Resistance to colistin was determined through broth microdilution (BMD). Because the large size of the colistin molecule prevents sufficient diffusion through agar medium, BMD is the only procedure recommended by the European Committee on Antimicrobial Susceptibility Testing (EUCAST) for antimicrobial susceptibility testing of colistin [40]. Minimum inhibitory concentration (MIC) for colistin was measured using MIC-strip colistin microdilution plates according to manufacturer’s instruction (8 × 12 well plates; Merlin Diagnostics). Briefly, 50 μL of the standardized inoculum was added to 11 mL MH broth. The suspension was gently vortexed and a 100-μL aliquot per well transferred to microdilution strips containing MH broth supplemented with a 2-fold serial dilution of antibiotic. Final concentrations of antibiotic ranged from 0.0625 to 64 μm/mL. Inoculated plates were sealed and incubated at 37°C. Following incubation for 20–24 hours, MICs were determined through visual inspection of the plates under ambient and supplemented light. MIC was defined as the concentration of drug at which no growth was visible. Isolates were retested whenever a skipped well was observed during inspection of the BMD strips or for additional confirmation for E. coli isolates with MIC >2 μg/mL.
Metagenomic sequencing
Extraction of DNA from cells retained on the 0.2-μm Sterivex filters was performed according to an established laboratory protocol [41], briefly described here. For the complete protocol, see “Availability of Supporting Data and Materials.” Methods for this extraction method are also openly available in protocols.io [42]. To help mitigate any variation that might be introduced during laboratory handling, DNA extraction was performed on the Sterivex filters in random order, with extraction order resolved beforehand. Filter cartridges were injected with extraction buffer, incubated at 65°C for 30 minutes, and then the fluid was extracted from the filter cartridge and distributed into 0.1-mm glass bead tubes, which were shaken for 40 seconds in a MiniBeadBeater-16607 (3,450 oscillations/min; BioSpec, Bartlesville, OK, USA). Bead tubes were centrifuged, and the supernatant was purified by extraction with phenol/chloroform/isoamyl alcohol (25:24:1) and chloroform/isoamyl alcohol (24:1). DNA was preciptated overnight at −20°C in sodium-acetate/ethanol, and the pellets were resuspended in low-EDTA TE. DNA was not extracted from the 5-μm prefilters, which remain in frozen storage for potential future analyses.

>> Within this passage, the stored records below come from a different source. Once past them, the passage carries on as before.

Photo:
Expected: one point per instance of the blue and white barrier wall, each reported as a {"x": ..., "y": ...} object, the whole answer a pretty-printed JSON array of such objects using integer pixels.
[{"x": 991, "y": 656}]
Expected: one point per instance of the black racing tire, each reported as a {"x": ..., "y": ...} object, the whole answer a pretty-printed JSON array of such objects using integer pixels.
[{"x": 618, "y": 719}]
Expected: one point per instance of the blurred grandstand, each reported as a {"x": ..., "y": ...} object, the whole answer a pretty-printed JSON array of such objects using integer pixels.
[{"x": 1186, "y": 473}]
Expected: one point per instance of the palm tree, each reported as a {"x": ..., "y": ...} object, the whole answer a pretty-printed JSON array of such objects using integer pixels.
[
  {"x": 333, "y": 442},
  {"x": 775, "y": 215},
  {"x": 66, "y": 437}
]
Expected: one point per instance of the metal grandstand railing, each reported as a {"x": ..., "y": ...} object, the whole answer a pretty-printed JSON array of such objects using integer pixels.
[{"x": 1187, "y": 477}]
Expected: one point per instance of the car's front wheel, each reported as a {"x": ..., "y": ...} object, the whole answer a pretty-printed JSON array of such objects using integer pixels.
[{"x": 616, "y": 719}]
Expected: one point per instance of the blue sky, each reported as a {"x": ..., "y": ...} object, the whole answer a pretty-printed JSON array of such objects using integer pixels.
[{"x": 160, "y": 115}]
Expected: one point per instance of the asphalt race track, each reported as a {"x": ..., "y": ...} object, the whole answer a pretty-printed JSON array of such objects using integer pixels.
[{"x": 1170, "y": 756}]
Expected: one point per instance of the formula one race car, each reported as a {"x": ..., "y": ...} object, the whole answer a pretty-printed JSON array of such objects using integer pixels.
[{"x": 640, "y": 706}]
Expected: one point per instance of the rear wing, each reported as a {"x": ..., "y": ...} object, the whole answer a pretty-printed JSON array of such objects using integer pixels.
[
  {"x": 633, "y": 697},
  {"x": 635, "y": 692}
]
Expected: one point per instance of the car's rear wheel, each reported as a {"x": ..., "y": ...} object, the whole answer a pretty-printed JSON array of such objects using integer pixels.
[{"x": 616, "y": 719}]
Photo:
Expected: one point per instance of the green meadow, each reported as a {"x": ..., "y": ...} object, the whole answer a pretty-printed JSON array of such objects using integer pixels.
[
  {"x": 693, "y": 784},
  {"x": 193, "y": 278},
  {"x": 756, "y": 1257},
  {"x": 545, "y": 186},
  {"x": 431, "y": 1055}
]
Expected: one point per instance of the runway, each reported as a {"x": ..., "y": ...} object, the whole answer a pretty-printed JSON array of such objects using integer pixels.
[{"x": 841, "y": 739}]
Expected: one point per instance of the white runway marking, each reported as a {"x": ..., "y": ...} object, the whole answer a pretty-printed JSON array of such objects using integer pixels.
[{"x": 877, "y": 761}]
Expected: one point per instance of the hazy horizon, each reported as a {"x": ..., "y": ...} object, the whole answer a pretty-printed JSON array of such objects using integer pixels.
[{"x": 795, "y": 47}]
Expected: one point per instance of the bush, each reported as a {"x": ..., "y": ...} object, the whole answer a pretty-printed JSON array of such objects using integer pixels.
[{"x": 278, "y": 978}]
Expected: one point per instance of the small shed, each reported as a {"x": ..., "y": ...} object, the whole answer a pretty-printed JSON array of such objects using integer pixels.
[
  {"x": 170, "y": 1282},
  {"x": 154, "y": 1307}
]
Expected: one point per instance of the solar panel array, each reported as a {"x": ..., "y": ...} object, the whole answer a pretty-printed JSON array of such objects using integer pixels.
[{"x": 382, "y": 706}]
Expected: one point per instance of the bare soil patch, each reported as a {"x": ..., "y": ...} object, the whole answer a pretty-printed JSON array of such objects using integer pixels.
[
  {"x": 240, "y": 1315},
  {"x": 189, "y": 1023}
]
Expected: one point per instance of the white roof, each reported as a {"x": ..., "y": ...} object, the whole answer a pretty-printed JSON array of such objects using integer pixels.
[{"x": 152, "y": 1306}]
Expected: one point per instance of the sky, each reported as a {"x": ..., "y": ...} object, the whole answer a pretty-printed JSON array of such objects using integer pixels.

Whenever possible, 80 ng of purified DNA was used in the construction of metagenomic libraries. Total DNA extracted from the filters was quantified on a Qubit fluorometer (Thermo Fisher Scientific, Waltham, MA, USA). The quality of the sample DNA was also assessed before library construction with a Nanodrop spectrophotometer (Thermo Fisher), and further purification conducted as needed based on Nanodrop 260/230 and 260/280 ratios using magnetic bead–based cleanup following a protocol adapted from Rohland & Reich [43]. The 260/230 curve was particularly predictive of library preparation success for this study, with a significant correlation found between Nanodrop 260/230 ratios and the final concentration of DNA in the prepared libraries (linear regression, adjusted R2 = 0.283, P = 5.267E−11). Purified DNA was fragmented by sonication with a Q800R sonicator (Qsonica, Newtown, CT, USA) at 4°C, 25% amplitude, with a 10-second pulse for 60 seconds. These settings were selected to achieve a high molecular weight band on an agarose gel around the 500–700 bp range. Magnetic beads were then used to select molecules from the fragmented DNA with a target size range of 500–700 bp. The size and quality of the fragments were verified with gel electrophoresis on a random subset of samples. Libraries were prepared from the size-selected DNA for metagenomic sequencing using the NEBnext Ultra DNA library prep kit for Illumina according to manufacturer instructions. A final bead cleanup was performed on the prepared DNA to remove excess kit reagents that could interfere with sequencing, and stored at −20°C until transportation to the sequencing center. Each of the triplicate samples per site was processed separately, resulting in a total of 72 metagenomic libraries for sequencing.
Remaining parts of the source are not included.